Eski taksinin yıpranmış deri döşemeleri, daha da ürpermeme katkı sağlıyordu. Büyük bir ihtimalle katilimle aynı arabadaydım...

"Bırakın beni!" Keskin elâ gözleri dikiz aynasında beni buldu. Silahını şoföre daha da yaklaştırdı ve daha hızlı ilerlemesini emretti.

"Sadece bunu dediğin için seni bırakmamı beklemiyorsun, öyle değil mi?" Açıkçası beklemiyordum ama tek umut kırıntım birinin bizi fark etmesiydi.

Sınır dışına yaklaşmıştık, Kocaeli 30 kilometre ötemizdeydi ve polisler önümüzü tıkamıştı. 'Bu son şansın.' diyen iç sesime güvendim ve kaçmak için fırsat ararken şoförün Tolga dediği silahlı sol bileğime kelepçe taktı ve diğer parçayı da kendi bileğine taktı.

"Kapıyı açacağım, ikimiz de sınırın tersine doğru koşacağız.
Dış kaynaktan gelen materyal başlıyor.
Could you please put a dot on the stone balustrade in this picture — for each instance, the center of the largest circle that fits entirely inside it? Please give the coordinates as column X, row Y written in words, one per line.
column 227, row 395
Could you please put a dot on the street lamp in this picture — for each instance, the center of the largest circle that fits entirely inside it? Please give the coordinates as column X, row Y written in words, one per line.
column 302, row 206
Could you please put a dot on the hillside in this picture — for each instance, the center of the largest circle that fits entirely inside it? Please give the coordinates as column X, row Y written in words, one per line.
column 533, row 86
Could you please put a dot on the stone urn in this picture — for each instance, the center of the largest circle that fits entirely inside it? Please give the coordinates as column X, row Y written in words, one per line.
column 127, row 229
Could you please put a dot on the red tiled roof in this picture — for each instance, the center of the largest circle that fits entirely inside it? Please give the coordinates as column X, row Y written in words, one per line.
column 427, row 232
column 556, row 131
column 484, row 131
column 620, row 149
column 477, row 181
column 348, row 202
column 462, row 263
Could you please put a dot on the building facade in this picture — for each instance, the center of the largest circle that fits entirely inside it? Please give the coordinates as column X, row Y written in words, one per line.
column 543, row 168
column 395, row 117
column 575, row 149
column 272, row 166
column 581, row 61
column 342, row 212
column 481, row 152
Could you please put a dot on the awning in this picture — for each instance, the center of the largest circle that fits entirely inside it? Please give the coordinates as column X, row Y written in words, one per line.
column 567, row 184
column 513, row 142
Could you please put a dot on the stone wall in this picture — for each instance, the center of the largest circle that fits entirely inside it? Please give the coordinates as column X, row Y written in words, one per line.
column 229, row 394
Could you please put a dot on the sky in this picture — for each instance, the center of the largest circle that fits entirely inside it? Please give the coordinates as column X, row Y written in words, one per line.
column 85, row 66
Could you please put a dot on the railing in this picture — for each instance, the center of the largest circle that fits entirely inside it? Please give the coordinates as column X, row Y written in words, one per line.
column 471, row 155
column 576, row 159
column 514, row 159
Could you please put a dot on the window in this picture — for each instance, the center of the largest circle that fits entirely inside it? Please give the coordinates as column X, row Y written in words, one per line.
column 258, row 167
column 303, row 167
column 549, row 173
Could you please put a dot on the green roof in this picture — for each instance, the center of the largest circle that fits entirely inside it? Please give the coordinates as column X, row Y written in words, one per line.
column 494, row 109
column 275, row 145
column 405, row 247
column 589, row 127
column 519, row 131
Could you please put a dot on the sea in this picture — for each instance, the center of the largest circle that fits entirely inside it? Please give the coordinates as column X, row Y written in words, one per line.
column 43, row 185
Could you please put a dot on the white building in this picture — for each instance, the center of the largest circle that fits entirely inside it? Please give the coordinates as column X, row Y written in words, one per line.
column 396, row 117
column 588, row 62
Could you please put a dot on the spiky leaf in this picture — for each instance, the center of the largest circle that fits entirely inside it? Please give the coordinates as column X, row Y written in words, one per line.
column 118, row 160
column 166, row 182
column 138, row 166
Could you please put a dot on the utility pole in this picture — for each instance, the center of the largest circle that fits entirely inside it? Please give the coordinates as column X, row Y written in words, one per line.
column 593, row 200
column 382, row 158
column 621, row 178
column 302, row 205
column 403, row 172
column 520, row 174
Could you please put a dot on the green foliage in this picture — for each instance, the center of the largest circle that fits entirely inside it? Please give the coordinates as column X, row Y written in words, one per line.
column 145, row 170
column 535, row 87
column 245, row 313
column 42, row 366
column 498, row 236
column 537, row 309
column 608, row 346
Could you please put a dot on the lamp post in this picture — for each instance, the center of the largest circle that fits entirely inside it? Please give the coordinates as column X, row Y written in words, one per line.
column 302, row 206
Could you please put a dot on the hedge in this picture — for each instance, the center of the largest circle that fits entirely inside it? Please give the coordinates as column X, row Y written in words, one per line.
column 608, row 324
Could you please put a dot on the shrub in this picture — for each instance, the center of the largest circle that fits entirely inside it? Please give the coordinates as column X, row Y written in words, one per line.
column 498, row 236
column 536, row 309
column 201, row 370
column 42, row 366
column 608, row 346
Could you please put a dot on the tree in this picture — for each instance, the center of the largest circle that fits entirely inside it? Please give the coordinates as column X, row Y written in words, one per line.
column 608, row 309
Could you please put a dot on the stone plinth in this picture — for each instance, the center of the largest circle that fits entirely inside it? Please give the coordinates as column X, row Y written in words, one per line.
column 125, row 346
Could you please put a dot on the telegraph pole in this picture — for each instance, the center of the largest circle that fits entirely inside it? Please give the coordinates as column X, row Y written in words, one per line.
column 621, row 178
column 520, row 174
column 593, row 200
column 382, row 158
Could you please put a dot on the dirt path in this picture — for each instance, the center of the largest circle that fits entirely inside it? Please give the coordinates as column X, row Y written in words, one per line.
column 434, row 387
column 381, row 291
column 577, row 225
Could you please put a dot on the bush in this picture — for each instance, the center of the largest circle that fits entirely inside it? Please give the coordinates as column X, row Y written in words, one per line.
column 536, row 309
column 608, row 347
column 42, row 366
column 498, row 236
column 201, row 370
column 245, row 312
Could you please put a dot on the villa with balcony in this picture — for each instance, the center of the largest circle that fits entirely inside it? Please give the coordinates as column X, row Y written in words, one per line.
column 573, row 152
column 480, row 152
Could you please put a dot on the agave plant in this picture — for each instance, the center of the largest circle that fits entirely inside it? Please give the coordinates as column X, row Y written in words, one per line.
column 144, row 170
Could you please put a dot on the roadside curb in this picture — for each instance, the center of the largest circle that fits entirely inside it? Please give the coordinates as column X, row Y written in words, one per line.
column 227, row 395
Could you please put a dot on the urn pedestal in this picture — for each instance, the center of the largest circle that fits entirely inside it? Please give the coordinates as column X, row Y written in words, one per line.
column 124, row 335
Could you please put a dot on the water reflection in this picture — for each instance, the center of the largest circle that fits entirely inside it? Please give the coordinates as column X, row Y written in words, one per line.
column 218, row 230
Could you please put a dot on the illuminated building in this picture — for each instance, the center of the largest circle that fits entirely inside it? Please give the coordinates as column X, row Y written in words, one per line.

Yoksa silahımı gördün, seni canından ederim." Hızlıca kafamı sallamaya başladım. Tam tersini yapsam beni öldürürdü ve sadece 2-3 yıl hapis yatar kurturdu. Kârlı taraf ben olmuyordum. "1, 2, 3!" diye bağırdı ve İstanbul'un merkezine doğru koşmaya başladık. Polisler ateş açınca polislerin annesine yapacakları ile ilgili uzun bir küfür savurdu ve o da ateş açtı. Bense ona yetişmiyordum ve kelepçe beni çekiyordu: Bileğim kopacak gibi hissediyordum. Bileğimin acısına ağlayarak ve korkuyla çığlık atarak hızla ilerliyordum. Yaya polisler bayağı geride kalımca bizi çalılıklara çekti ve soluklanmam için beni çime oturttu. İşaret parmağını ağzıma dayadı ve birkaç saniye kıpırdamadan durduk. Polisler gitmişti. Korkuyla başımı çıkardım, yalnızdık. Yaşadığım için sevinmeli miydim, yoksa Tolga'yla beraberken Azrail'imle olduğum için üzülmeli miydim bilmiyordum.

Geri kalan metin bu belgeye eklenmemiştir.